The U.S. Federal Reserve has within the past hour concluded its latest Federal Open Market Committee (FOMC) meeting, with a basically upbeat view of the domestic economy, which is a refreshing change from where it saw things several meetings ago, when the outlook seemed less hopeful.
Overall, the latest Fed release indicates that the FOMC sees the economy expanding moderately in the months to come. Specifically, it opines that labor market conditions have improved further; that the unemployment rate has fallen notably, but remains elevated; and that household spending and business fixed investment have continued to press higher. On the other hand, it also suggested that the housing market remains depressed, and that notwithstanding higher crude oil and gasoline prices of late that inflation remains largely subdued, with the long-term pricing expectations continuing to be relatively stable--as the lead bank would want.
The Fed, as it always does, indicated that its mandate is to seek a balance between maximum employment and price stability; the latter, it would seem, is now more easily achievable than the former.
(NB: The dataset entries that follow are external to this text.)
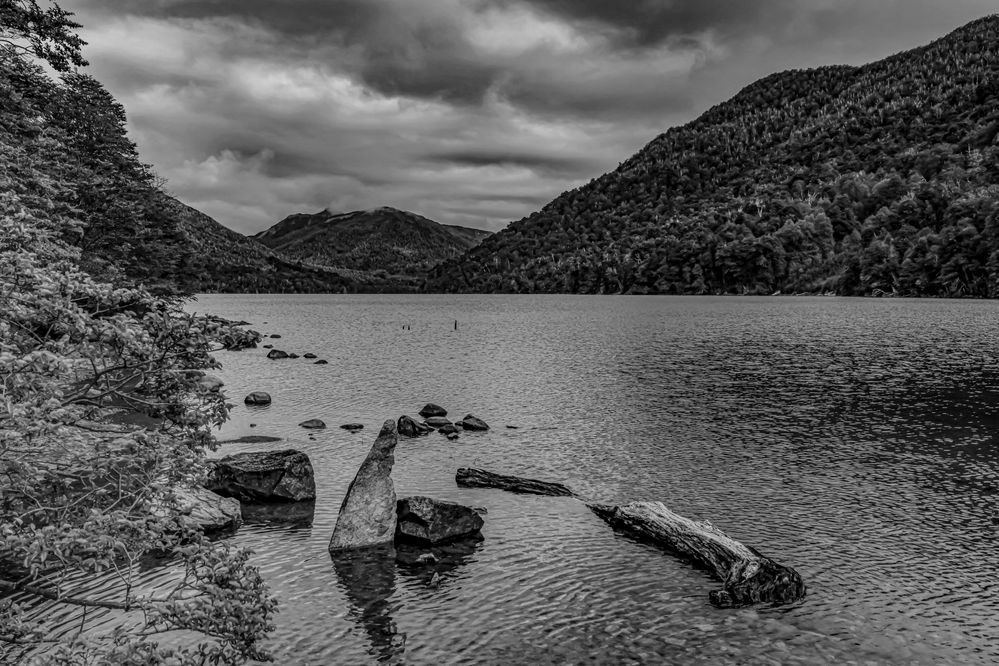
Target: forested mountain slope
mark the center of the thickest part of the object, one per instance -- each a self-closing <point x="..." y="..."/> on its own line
<point x="879" y="179"/>
<point x="384" y="240"/>
<point x="71" y="132"/>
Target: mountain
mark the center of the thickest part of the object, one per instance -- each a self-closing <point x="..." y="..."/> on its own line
<point x="218" y="259"/>
<point x="66" y="160"/>
<point x="879" y="179"/>
<point x="382" y="241"/>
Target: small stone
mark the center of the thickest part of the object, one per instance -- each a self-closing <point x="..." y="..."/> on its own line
<point x="472" y="423"/>
<point x="430" y="409"/>
<point x="257" y="398"/>
<point x="437" y="422"/>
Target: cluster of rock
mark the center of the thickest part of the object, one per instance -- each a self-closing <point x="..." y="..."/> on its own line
<point x="371" y="514"/>
<point x="278" y="354"/>
<point x="435" y="418"/>
<point x="265" y="477"/>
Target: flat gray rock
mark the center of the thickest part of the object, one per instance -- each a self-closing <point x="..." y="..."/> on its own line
<point x="264" y="476"/>
<point x="427" y="520"/>
<point x="368" y="512"/>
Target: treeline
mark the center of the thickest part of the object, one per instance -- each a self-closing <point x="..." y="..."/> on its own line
<point x="882" y="179"/>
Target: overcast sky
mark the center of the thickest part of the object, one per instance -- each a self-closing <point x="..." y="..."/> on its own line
<point x="471" y="112"/>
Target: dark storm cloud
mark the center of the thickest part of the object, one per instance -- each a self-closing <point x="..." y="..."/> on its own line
<point x="539" y="162"/>
<point x="470" y="112"/>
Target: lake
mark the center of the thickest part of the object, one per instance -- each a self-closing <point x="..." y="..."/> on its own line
<point x="855" y="440"/>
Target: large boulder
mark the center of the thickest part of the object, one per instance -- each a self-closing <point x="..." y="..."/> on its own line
<point x="410" y="427"/>
<point x="368" y="512"/>
<point x="430" y="409"/>
<point x="211" y="512"/>
<point x="472" y="423"/>
<point x="427" y="520"/>
<point x="258" y="398"/>
<point x="264" y="476"/>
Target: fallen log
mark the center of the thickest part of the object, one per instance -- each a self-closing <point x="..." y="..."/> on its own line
<point x="468" y="477"/>
<point x="748" y="577"/>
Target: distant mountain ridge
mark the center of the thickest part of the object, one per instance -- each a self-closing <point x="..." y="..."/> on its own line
<point x="385" y="241"/>
<point x="880" y="179"/>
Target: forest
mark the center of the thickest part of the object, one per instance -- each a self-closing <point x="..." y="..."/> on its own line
<point x="880" y="180"/>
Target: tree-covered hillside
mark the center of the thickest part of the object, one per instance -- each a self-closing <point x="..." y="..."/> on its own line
<point x="382" y="242"/>
<point x="881" y="179"/>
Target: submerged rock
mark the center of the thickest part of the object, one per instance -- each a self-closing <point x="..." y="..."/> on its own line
<point x="438" y="422"/>
<point x="427" y="520"/>
<point x="210" y="383"/>
<point x="265" y="476"/>
<point x="210" y="511"/>
<point x="258" y="398"/>
<point x="410" y="427"/>
<point x="368" y="512"/>
<point x="430" y="409"/>
<point x="472" y="423"/>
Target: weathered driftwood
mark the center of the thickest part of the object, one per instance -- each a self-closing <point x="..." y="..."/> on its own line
<point x="477" y="478"/>
<point x="748" y="577"/>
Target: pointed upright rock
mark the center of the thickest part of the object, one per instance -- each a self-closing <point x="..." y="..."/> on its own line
<point x="368" y="513"/>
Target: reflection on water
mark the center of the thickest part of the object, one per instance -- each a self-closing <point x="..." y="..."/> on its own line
<point x="855" y="440"/>
<point x="367" y="578"/>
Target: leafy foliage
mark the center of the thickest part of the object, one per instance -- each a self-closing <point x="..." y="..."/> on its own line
<point x="83" y="495"/>
<point x="879" y="179"/>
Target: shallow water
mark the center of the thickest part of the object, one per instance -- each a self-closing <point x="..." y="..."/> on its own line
<point x="855" y="440"/>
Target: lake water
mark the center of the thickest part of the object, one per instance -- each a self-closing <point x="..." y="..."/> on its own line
<point x="855" y="440"/>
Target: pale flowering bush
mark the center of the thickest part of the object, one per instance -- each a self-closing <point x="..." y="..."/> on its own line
<point x="77" y="497"/>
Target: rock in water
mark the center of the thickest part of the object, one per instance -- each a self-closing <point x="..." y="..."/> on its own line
<point x="409" y="427"/>
<point x="258" y="398"/>
<point x="472" y="423"/>
<point x="209" y="510"/>
<point x="433" y="521"/>
<point x="264" y="476"/>
<point x="368" y="513"/>
<point x="430" y="409"/>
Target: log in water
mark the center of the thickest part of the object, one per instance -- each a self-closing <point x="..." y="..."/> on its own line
<point x="468" y="477"/>
<point x="748" y="577"/>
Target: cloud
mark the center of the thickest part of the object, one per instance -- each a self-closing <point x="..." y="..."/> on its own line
<point x="470" y="112"/>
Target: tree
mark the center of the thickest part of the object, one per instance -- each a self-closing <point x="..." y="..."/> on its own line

In all, the Committee reaffirmed that it expected to see moderate economic growth over the coming quarters and anticipates that the jobless rate will, as a result, gradually decline further. At the same time, strains in the global financial markets have eased, but that the recent uptick in oil and gasoline prices could pose some pricing problems in the short run.
The Fed also maintained once again that it expects to keep the target range for the federal funds rate at between zero percent and just one-quarter of a percent through at least late 2014. At the same time, there were no new initiatives introduced by the FOMC to further invigorate the economy, which seems to be pushing forward without that extra aid quite nicely now. The lead bank, though, did hold out the possibility that it could shift course should the situation warrant. The vote on this stable policy was near unanimous, with just one dissenter, Fed Governor Jeffrey M. Lacker, noting that he “does not anticipate that economic conditions are likely to warrant exceptionally low levels of the federal funds rate through late 2014.”
Overall, it was a reassuring statement and one that would seem to be consistent with the somewhat better economic trends now in place across this country.
At the time of this report's posting, the author did not hold positions in any of the companies mentioned.